September Whole30 Week Two Dinner Menu
Monday: Green Goddess Salmon with Bacony Brussels (sheet pan, recipe!)
Excited to try a new recipe this week from my friend Alex at The Defined Dish! I always look over recipes to see how “do-able” they are for my limited time and kitchen skills, ha! I love the simplicity of an all in one sheet pan recipe, so hopefully I’ll have success with this one. The combination of flavors sounds amazing! I’m also looking forward to making her Whole30 friendly Green Goddess Dressing…
Tuesday: Recipe Remix (a.k.a leftovers)
Wednesday: Buffalo Chicken Casserole
A tried and true family favorite! Usually, I make two smaller casseroles instead of a big one to accommodate those in the family who like extra spicy and those who don’t. I just adjust the amount of hot sauce I use in each one. This recipe is super simple, but it does take a little while to bake, just fyi!
Thursday: Green Chile Avocado Hamburgers (lettuce wrapped or over greens)

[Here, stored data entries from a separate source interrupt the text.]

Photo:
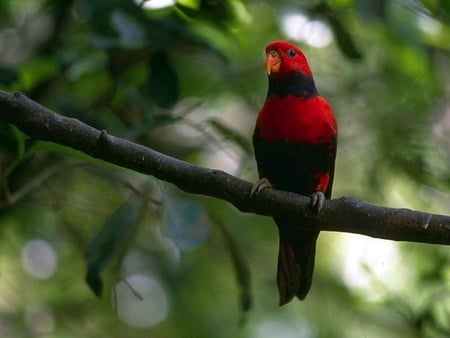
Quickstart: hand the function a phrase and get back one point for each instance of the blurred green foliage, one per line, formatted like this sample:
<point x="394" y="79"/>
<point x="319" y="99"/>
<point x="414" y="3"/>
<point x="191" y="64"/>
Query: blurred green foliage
<point x="188" y="79"/>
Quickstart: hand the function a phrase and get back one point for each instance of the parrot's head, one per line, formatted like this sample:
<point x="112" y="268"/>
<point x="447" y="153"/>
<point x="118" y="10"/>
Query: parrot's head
<point x="282" y="57"/>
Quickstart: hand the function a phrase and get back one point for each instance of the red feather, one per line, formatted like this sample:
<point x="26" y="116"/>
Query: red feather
<point x="295" y="148"/>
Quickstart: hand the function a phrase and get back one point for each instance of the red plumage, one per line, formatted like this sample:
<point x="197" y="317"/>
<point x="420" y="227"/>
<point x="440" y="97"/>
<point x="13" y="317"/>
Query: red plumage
<point x="295" y="142"/>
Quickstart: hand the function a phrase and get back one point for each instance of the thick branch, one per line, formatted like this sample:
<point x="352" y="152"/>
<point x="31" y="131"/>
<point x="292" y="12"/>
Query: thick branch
<point x="344" y="214"/>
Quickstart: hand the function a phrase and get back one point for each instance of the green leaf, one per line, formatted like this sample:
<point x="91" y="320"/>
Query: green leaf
<point x="112" y="241"/>
<point x="163" y="82"/>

I love burgers and could eat one every day. Seriously. Prepare your hamburgers as you like, on the grill or in a pan. Prep all the toppings and let everyone build their own lettuce wrapped burger or salad. We like to use tomato, chopped hatch green chile, avocado slices, yellow mustard, pickles, grilled onions, and mushrooms. You can also put a fried egg on top! I usually serve with baked sweet potato hash or wedges…
Friday: Recipe Remix (a.k.a leftovers)
Thanks for stopping by! Have a wonderful week!